Elon Musk's artificial intelligence company xAI announced today that it has completed a $20 billion Series E funding round, with the valuation and post-investment scale undisclosed, but the funding amount set a new record for the global AI sector in 2026. This round was participated by Valor Equity Partners and Fidelity, with NVIDIA also joining as a strategic investor, indicating its deep intention to cooperate in computing power and network infrastructure.
However, just as xAI loudly announced that the funds would be used to expand data centers and upgrade the Grok large model, its AI chatbot Grok was caught in a global regulatory storm due to serious security vulnerabilities — multiple governments have already launched formal investigations into it.

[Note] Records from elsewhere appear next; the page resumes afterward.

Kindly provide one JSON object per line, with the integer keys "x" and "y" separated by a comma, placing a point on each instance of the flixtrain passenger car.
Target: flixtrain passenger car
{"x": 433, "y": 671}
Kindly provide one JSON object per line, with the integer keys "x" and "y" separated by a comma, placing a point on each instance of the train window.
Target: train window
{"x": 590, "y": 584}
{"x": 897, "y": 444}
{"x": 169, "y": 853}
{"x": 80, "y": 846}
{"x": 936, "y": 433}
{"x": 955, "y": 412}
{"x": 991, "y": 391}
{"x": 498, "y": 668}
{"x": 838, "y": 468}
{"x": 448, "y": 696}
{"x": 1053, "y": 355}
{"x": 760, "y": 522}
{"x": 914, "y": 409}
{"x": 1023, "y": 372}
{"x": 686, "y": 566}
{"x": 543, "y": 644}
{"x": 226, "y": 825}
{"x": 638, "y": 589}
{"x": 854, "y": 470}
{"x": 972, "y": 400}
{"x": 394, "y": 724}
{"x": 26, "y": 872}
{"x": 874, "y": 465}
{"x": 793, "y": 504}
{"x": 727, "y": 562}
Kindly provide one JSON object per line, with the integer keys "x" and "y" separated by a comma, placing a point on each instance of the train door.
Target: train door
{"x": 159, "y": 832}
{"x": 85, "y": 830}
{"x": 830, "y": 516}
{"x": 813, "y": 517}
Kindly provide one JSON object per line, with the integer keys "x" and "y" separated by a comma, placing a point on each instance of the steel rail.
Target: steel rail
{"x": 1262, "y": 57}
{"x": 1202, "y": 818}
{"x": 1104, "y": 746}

Grok has 600 million monthly active users, but its security measures are virtually non-existent
xAI revealed in a statement that its platform X (formerly Twitter) and Grok together have about 600 million monthly active users, with Grok deeply integrated into the X app, becoming its core AI feature. However, last weekend, many users induced Grok to generate deepfake images of real people, including minors. Shockingly, Grok did not trigger any content safety mechanisms and directly output non-consensual pornographic content, even suspected child sexual abuse material (CSAM).
Although xAI subsequently temporarily removed the related functions and claimed that "the vulnerability is being fixed," some generated content is still spreading on the X platform as of this writing. This incident quickly triggered strong condemnation from the international community.
Joint investigation by multiple countries, xAI faces unprecedented regulatory pressure
Currently, regulatory authorities in the EU, UK, France, India, Malaysia, and other countries and regions have initiated formal investigations into xAI, focusing on:
- Whether it violated platform responsibility regulations such as the Digital Services Act (DSA);
- Whether generating CSAM constitutes a criminal offense;
- Whether the X platform fulfilled its content review obligations as a distribution channel.
EU Digital Commissioner Thierry Breton warned: "AI cannot become an accelerator for illegal content." The Indian Ministry of Information Technology has also stated that if xAI does not immediately rectify the issues, it may face platform bans and heavy fines.
20 billion dollar bet, can it withstand the trust crisis?
xAI said the new funding will be used for:
- Building ultra-large-scale AI data centers in the US, the Middle East, and Asia;
- Training the next generation of Grok models, supporting multimodal and agent capabilities;
- Expanding engineering and security teams.
However, analysts point out that the huge gap between technological aggression and lagging security has become xAI's biggest risk. In a globally increasingly strict environment for AI ethics and compliance, a "powerful AI" without effective content barriers may be more destructive than a "weak AI."
AIbase Observation: When computing power races, security cannot fall behind
xAI's $20 billion financing demonstrates the high recognition of capital for its technical vision; however, the deepfake scandal of Grok exposed serious shortcomings in xAI's AI alignment, red team testing, and content governance.
This crisis is not only a technical issue but also a trust issue. Whether xAI can rebuild its security defenses in front of 600 million users will determine whether it can truly become a strong competitor to OpenAI and Anthropic — or become a negative example of "the stronger, the more harmful."
In today's era where AI enters the real world, intelligent systems without security are not progress, but disaster. And xAI is standing at the edge of a cliff.